In his Seventh Letter, Plato notes that his coming of age coincided with the taking of power by the Thirty, remarking, “But a youth under the age of twenty made himself a laughingstock if he attempted to enter the political arena.” Thus, Nails dates Plato’s birth to 424/423. According to some accounts, Ariston tried to force his attention on Perictione, but failed in his purpose; then the god Apollo appeared to him in a vision, and as a result, Ariston left Perictione unmolested. (BEd 2nd Year Life Sketch of Plato Study Material Notes)

Another legend related that, when Plato was an infant, bees settled on his lips while he was sleeping: an augury of the sweetness of style in which he would discourse about philosophy. Ariston appears to have died in Plato’s childhood, although the precise dating of his death is difficult. (BEd 2nd Year Life Sketch of Plato Study Material Notes)

Perictione then married Pyrilampes, her mother’s brother, who had served many times as an ambassador to the Persian court and was a friend of Pericles, the leader of the democratic faction in Athens. (BEd 2nd Year Life Sketch of Plato Study Material Notes)
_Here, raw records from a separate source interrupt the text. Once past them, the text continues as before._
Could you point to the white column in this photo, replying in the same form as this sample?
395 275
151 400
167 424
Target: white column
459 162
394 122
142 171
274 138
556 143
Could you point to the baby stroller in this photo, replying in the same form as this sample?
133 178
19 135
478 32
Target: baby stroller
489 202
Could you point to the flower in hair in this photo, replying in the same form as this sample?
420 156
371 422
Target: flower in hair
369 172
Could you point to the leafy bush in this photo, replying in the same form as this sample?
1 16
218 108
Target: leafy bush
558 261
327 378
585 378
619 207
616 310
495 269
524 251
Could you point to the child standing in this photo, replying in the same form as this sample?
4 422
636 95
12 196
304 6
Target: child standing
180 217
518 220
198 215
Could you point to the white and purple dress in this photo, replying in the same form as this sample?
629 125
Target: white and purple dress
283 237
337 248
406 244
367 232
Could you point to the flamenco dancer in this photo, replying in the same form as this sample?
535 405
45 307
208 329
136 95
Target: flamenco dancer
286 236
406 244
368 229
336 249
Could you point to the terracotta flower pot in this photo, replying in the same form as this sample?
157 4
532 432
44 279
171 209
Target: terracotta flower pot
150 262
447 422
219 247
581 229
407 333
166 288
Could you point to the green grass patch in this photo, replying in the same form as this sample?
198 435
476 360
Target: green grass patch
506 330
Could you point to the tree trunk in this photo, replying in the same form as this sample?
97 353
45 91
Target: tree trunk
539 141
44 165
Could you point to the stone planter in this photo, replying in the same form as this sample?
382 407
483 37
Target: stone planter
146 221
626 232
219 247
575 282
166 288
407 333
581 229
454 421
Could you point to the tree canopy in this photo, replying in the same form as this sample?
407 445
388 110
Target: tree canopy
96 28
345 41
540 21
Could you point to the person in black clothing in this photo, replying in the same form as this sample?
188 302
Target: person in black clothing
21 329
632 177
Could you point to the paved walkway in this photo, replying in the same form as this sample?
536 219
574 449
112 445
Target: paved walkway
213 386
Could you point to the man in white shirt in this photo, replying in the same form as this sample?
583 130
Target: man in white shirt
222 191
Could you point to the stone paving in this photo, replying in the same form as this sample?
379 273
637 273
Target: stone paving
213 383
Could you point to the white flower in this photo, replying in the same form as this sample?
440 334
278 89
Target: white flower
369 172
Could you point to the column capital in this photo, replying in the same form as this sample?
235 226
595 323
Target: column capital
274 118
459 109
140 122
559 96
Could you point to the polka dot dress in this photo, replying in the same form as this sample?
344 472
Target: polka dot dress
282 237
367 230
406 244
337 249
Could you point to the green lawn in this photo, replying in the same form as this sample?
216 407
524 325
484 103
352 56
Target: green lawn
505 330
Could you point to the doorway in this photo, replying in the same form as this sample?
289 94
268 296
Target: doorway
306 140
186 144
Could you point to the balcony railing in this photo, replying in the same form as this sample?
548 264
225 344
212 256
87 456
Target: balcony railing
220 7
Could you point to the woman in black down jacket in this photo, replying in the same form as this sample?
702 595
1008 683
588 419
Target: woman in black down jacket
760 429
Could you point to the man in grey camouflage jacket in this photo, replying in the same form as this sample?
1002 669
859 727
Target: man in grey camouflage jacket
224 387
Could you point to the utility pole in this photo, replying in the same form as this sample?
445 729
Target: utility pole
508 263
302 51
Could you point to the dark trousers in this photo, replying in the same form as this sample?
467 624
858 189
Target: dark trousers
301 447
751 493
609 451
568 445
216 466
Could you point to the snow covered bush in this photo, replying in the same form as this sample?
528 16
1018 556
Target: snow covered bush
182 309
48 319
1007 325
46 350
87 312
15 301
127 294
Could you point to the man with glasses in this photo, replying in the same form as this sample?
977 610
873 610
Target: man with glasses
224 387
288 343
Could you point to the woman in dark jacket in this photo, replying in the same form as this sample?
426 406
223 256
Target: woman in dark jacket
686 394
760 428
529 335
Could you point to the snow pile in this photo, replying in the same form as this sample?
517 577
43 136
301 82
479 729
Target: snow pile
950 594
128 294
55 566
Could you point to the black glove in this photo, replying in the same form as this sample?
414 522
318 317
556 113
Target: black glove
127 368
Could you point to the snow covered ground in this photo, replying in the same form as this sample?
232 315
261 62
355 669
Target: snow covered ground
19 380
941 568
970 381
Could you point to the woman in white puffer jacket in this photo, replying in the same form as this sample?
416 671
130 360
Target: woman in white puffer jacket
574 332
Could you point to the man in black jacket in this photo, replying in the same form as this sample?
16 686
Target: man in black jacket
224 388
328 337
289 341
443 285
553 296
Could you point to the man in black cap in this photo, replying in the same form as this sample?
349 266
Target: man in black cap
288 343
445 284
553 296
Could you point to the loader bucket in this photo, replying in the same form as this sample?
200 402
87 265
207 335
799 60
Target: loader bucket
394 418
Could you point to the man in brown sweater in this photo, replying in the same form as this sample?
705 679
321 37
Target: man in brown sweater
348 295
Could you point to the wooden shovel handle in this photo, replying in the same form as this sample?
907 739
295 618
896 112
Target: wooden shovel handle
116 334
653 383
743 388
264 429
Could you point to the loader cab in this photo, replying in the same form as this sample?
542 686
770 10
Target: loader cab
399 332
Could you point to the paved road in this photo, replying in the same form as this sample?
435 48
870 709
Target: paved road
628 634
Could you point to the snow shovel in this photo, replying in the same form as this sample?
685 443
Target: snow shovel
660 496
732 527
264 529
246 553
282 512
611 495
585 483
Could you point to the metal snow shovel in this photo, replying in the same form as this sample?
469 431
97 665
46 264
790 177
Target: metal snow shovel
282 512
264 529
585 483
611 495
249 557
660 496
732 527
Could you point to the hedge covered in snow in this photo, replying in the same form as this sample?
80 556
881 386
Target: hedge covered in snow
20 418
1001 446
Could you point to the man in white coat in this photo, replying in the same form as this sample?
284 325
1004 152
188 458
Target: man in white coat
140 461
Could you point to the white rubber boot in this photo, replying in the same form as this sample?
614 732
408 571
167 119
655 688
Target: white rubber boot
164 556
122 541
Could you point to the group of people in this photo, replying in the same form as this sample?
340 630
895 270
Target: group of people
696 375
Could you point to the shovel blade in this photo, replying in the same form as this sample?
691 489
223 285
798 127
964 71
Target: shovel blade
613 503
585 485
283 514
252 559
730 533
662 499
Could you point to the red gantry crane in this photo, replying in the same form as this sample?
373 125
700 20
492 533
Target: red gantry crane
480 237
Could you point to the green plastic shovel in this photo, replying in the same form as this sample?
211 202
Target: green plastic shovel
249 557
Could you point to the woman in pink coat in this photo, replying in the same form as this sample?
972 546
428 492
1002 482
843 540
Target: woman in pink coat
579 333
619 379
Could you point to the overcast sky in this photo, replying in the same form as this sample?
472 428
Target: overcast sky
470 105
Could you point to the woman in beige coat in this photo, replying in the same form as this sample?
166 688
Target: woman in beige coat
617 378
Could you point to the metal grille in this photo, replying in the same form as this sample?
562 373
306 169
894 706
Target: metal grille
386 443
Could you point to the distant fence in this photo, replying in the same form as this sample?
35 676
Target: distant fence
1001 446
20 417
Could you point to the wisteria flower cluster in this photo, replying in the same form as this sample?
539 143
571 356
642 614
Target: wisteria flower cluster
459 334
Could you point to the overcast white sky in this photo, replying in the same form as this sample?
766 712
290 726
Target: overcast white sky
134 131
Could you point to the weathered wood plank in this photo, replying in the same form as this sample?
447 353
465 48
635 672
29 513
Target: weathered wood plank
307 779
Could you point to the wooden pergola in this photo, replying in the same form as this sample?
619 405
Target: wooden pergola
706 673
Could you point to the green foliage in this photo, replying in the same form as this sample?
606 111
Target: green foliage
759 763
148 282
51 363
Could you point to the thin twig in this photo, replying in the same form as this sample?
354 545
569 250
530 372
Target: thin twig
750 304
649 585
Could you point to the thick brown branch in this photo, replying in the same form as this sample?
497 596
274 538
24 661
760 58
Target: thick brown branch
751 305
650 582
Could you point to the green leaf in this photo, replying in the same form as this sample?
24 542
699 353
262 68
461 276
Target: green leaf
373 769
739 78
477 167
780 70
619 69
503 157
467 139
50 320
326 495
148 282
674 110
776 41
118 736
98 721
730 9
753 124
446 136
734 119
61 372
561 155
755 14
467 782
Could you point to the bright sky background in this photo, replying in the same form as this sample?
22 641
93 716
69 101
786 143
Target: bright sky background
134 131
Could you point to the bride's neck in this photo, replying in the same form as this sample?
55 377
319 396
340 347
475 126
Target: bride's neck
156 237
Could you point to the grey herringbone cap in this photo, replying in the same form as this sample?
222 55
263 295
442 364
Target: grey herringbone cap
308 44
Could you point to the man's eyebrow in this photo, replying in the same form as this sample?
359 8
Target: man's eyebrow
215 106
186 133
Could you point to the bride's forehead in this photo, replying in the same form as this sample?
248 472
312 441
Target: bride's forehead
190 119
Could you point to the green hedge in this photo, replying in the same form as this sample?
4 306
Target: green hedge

Pyrilampes had a son from a previous marriage, Demus, who was famous for his beauty. Perictione gave birth to Pyrilampes’ second son, Antiphon, the half-brother of Plato, who appears in Parmenides. (BEd 2nd Year Life Sketch of Plato Study Material Notes)

In contrast to reticence about himself, Plato often introduced his distinguished relatives into his dialogues or referred to them with some precision: Charmides has a dialogue named after him; Critias speaks in both Charmides and Protagoras, and Adeimantus and Glaucon take prominent parts in the Republic. (BEd 2nd Year Life Sketch of Plato Study Material Notes)

These and other references suggest a considerable amount of family pride and enable us to reconstruct Plato’s family tree.

According to Burnet, “the opening scene of the Charmides is a glorification of the whole [family] connection. Plato’s dialogues are not only a memorial to Socrates but also the happier days of his own family.”